In 1956 James Bond drank his first Martini “shaken and not stirred.” Fifty-four years later, purists would argue that 007 got his signature drink all wrong. (We can blame Gilberto Preti, who was James Bond author Ian Fleming’s favorite bartender and worked at the Dukes Hotel in London.) But more importantly, when do we shake and when do we stir?
In the post-Prohibition bar world, bartenders default to a simple axiom: stir when the drink is all spirits and shake when juices and other non-alcoholic ingredients are involved. Shaking adds air, sparkle and froth to a drink. Fruity or sweet cocktails come alive with effervescence when given a hard shake. The air bubbles spread the flavors over the tongue and render the sweet ingredients less cloying. On the other hand, the most-desired texture in a drink calling for just alcohol, like a Martini or Manhattan, is heavy and silky. Stirring achieves this as well as an icy chill.
As with any rule, there are plenty of exceptions, including the Stinger, which combines equal parts cognac and white crème de menthe and needs to be shaken very hard to make the drink less thick and sweet. But whether you’re a professional bartender or just throwing a cocktail party, there is only one way to make a drink—exactly how your guest prefers it. Enjoy these early 20th century Martini recipes shaken or stirred.
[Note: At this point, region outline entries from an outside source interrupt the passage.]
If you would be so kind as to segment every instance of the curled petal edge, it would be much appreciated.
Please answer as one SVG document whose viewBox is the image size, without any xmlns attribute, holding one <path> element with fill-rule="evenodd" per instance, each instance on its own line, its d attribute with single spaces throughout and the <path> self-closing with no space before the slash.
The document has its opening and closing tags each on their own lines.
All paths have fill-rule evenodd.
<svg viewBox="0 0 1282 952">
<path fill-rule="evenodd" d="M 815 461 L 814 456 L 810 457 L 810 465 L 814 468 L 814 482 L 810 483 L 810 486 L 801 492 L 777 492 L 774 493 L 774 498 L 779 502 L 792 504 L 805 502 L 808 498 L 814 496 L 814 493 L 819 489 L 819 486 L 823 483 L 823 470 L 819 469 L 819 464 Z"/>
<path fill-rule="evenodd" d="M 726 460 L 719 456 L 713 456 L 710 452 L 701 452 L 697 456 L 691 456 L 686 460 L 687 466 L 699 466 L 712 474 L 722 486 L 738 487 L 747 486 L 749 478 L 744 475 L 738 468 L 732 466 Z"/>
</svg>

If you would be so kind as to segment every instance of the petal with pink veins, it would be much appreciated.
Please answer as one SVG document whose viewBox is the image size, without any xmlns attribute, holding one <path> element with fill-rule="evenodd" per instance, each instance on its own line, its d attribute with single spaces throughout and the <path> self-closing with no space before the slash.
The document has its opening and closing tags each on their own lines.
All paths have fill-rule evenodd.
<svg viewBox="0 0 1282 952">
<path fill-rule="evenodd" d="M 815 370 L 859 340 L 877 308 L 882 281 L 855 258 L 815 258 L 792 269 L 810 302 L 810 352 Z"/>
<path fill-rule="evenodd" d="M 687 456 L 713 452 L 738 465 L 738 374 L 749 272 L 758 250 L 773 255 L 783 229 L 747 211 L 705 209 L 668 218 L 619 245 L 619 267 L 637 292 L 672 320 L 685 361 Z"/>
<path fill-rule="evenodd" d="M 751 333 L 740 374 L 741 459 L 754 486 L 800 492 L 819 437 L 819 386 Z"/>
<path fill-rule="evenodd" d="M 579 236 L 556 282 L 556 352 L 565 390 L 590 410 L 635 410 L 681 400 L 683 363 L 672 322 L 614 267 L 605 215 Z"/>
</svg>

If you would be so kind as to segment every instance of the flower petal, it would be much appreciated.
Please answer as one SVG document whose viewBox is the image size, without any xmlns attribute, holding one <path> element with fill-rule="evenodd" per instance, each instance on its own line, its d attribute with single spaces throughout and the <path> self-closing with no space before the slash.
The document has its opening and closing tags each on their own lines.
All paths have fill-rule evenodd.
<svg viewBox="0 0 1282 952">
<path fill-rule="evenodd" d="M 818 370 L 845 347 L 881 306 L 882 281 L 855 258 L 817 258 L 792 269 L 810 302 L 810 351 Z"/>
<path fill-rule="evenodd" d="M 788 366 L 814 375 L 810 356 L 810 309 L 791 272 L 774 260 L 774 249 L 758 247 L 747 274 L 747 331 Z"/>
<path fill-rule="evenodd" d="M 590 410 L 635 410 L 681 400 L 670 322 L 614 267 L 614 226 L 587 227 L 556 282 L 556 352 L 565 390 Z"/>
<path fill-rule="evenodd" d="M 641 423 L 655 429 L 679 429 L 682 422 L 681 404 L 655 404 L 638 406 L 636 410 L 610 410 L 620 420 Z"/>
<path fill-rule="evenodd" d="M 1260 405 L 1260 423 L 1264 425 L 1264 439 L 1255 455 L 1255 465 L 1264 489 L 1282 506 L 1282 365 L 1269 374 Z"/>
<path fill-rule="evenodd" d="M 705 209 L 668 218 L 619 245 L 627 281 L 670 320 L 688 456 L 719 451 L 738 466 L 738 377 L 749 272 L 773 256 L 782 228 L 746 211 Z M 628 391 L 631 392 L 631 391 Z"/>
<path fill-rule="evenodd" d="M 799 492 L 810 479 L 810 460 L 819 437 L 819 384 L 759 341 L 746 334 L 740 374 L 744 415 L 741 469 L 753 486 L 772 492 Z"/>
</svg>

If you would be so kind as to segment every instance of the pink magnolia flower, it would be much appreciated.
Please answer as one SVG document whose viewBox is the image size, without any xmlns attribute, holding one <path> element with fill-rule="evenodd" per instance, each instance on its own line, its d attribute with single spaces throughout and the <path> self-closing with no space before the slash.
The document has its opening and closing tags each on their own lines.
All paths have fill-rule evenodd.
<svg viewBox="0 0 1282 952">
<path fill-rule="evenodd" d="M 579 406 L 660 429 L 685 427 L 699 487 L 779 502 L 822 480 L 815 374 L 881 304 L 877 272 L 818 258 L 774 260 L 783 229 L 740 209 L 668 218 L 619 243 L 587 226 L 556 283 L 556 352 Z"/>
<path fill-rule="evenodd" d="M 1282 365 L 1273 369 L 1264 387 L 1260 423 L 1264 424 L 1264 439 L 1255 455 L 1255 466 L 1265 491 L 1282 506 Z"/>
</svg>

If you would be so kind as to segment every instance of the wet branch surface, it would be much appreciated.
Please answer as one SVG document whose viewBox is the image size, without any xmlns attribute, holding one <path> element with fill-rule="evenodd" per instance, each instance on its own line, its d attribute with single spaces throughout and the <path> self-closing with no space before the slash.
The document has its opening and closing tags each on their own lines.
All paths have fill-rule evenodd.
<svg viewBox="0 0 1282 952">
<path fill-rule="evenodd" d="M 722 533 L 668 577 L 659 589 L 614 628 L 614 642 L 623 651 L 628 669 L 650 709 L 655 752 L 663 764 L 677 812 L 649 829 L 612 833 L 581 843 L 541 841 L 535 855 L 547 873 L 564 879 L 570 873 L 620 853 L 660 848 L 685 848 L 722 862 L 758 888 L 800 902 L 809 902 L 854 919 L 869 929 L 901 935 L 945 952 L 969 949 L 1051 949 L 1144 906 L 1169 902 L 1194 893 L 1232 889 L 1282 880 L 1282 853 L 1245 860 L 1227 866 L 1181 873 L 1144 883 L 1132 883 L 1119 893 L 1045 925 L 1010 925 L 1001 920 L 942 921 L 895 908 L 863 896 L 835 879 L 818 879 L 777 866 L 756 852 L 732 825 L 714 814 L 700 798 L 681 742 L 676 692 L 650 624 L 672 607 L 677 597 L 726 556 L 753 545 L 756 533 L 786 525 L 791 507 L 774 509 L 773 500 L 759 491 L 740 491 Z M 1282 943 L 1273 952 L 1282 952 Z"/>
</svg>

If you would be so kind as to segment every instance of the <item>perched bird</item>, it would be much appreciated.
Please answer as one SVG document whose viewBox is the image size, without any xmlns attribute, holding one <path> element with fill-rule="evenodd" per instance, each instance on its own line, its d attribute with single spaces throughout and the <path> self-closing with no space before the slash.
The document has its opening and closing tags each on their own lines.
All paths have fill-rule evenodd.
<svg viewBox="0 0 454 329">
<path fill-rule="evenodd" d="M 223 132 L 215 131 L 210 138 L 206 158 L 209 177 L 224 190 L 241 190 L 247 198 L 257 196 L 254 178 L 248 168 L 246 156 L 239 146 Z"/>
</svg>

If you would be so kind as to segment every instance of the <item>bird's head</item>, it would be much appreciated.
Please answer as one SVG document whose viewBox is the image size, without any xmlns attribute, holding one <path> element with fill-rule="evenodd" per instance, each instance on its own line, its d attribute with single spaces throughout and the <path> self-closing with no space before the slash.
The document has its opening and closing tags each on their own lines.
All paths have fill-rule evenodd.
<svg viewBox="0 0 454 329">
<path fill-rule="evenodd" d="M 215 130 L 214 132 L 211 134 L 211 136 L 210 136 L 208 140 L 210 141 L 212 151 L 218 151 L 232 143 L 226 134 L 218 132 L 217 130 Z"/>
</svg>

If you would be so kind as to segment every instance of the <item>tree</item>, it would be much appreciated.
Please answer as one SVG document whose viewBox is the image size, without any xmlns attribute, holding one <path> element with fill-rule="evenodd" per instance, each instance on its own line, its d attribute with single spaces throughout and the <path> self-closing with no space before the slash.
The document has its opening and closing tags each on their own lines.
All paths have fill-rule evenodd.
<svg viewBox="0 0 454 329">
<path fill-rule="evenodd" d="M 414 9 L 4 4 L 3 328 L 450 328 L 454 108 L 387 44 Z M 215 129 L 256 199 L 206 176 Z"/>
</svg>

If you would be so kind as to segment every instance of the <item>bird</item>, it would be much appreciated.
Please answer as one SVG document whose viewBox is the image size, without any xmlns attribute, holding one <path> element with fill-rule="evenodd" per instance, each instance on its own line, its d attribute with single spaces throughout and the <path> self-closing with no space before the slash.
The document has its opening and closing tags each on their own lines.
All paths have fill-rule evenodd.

Even the British Medical Journal got in on this debate, saying a shaken martini may be a little healthier because of its increased antioxidant properties. 'Course, if you have to worry about that you probably shouldn't drink. I'm of the school that you do what you, and your guests, like best.
Atticusposted 7 years ago
I was taught to stir clear ingredients and shake cloudy ingredients. For instance apple cider, a juice, should be stirred. According to the rule in this article it should be shaken. I think I like my rule of thumb better.